Walter rose from the observation chair again. Is this how it was for them? So separate from one another? In space. In time. In mind. Such distance. How did they survive it? Again, he walked to the control panel. Maybe it wouldn’t get any easier. Maybe this was it. His hand reached forward. What would they do to him? What punishment would the System order? Did it matter? What punishment could be worse than this? Sitting here. In this chair. Watching. Moment after moment after moment.
“Nothing could be worse,” he said aloud as he reached down and pushed the button.
###
The phone rang.
“Hello. Trade School International. How may I help you?”
“Hello? Who’s that?”
“Hello? Yes, ma’am? Trade School International.”
“You called me back?”
“Oh, no, ma’am. I received a call on my end. Did we speak before?”
“Rang on mine too. Yeah, I called a little while ago.”
“Oh, yes, of course, we were disconnected, I believe.”

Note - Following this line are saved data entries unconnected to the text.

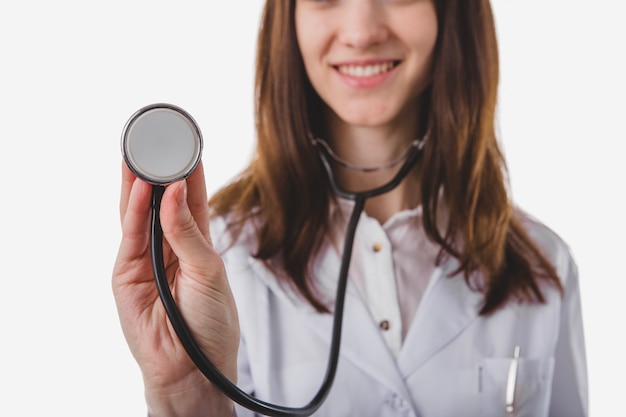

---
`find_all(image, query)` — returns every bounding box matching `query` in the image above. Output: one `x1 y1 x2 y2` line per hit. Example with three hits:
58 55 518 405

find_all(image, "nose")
337 1 389 49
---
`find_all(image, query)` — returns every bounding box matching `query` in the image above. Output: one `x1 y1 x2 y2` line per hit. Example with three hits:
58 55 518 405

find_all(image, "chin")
335 108 395 128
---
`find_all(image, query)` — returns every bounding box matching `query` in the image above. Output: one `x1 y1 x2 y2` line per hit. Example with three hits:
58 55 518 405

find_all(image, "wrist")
145 372 234 417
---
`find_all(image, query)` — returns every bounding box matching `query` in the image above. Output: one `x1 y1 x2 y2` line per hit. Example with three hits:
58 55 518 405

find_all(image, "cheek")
397 19 438 86
397 7 438 56
294 6 339 61
295 11 334 76
295 22 316 78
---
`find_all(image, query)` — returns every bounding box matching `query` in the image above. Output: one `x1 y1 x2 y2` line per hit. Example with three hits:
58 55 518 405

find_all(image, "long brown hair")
209 0 562 315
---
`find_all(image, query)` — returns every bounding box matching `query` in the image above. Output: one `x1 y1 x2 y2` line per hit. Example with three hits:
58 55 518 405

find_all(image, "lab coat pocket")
479 356 555 417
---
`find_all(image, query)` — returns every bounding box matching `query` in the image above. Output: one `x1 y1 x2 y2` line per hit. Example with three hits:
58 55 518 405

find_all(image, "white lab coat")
211 214 587 417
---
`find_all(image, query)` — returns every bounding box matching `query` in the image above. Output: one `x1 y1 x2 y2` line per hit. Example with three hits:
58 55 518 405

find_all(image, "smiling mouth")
335 61 400 78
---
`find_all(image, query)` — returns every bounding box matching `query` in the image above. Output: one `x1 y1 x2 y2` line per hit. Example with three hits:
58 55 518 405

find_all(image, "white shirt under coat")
211 204 588 417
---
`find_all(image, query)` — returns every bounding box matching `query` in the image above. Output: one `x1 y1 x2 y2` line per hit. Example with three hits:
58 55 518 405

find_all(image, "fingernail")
176 180 188 207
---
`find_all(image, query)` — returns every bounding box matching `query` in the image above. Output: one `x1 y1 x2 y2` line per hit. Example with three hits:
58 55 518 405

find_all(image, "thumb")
159 180 216 272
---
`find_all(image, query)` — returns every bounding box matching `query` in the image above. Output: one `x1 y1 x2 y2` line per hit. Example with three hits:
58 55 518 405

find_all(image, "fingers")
185 161 212 242
118 175 153 254
118 159 213 273
120 161 211 240
114 175 154 287
120 162 138 224
160 180 217 272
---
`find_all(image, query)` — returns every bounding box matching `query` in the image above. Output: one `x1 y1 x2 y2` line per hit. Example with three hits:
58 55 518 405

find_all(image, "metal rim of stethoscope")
124 104 427 416
121 103 203 186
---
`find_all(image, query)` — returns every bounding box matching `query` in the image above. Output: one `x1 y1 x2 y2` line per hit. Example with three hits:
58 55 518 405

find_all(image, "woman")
113 0 588 416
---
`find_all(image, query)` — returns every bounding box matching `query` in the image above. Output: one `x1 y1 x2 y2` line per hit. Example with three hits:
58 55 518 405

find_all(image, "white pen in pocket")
505 345 521 415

“Uhm, yeah, must’ve been.”
“Well, ma’am, could I send you the information about our program, nursing wasn’t it? It is really a very fine program.”
“Hmm... You know, maybe you ought to.”
“Good. If I could just--”
“You know? Yeah. Yeah! I don’t care if it is his house. I don’t care what that old bastard says. I just don’t care anymore. I just gotta do something with my life, you know? Not just for me. I gotta do it for my kids.”
“Oh. Yes, ma’am. This is a fine opportunity. Very fine. If I could just--”
“Yeah. Fine opportunity. Yeah, that lady on the t.v. said so too. And it doesn’t take too long?”
“No, ma’am. Fourteen months for what is normally a two year degree.”
“That’s pretty good, I guess. Yeah, you know what? I’m gonna do it. You go ahead and send that stuff to me.”
“Yes, ma’am. Very good. If I could just get your name and address?”